Interview de Saimbert (les Âmes d'Hélios)

C'est à Pau en 1962 que le petit Saimbert voit le jour. La bande dessinée l'appelle d'abord sous les traits de Bob Morane, ensuite au travers Sin City, Ranxerox, mais également les œuvres de Bruce Jones et de Cothias. Il entend cet appel et signera en 2002 avec Séra la série fantastique Les Processionnaires (Albin Michel).
C'est sur un fil de la grande toile qu'est Internet que Saimbert croise le chemin de Roberto Ricci. Ensemble, ils élaborent un univers sombre à souhait... Les Âmes d'Hélios...
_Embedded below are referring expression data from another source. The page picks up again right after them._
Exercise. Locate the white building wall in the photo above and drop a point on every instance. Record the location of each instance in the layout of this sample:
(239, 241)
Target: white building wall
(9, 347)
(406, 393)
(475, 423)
LeFantastique.net: Hélios nous plonge dans un univers obscur. Le "Mal" semble être la force à l'état brute légitimée par un pouvoir politico-religieux. Dans cet univers, il fait bon être blanc et de sexe masculin. Pourquoi ce choix "occidental"?
SAIMBERT:Effectivement, dans mon univers, il n'y a pas de métissage des races quant au partage du pouvoir. Le fait que j'ai construit mon univers à partir de la secte des chevaliers de l'Ordre du Temple Solaire (OTS) n'est certainement pas étranger au fait que la race blanche soit la race dominante sur Hélios. En ce qui concerne le sexe féminin, vous verrez que dans le second épisode, les femmes appartenant à l'ordre des écussons rouges ont bien plus de privilèges que celles des castes inférieures. Comme dans toute société coercitive, une minorité d'apparatchiks s'autorise ce qu'elle interdit à la masse.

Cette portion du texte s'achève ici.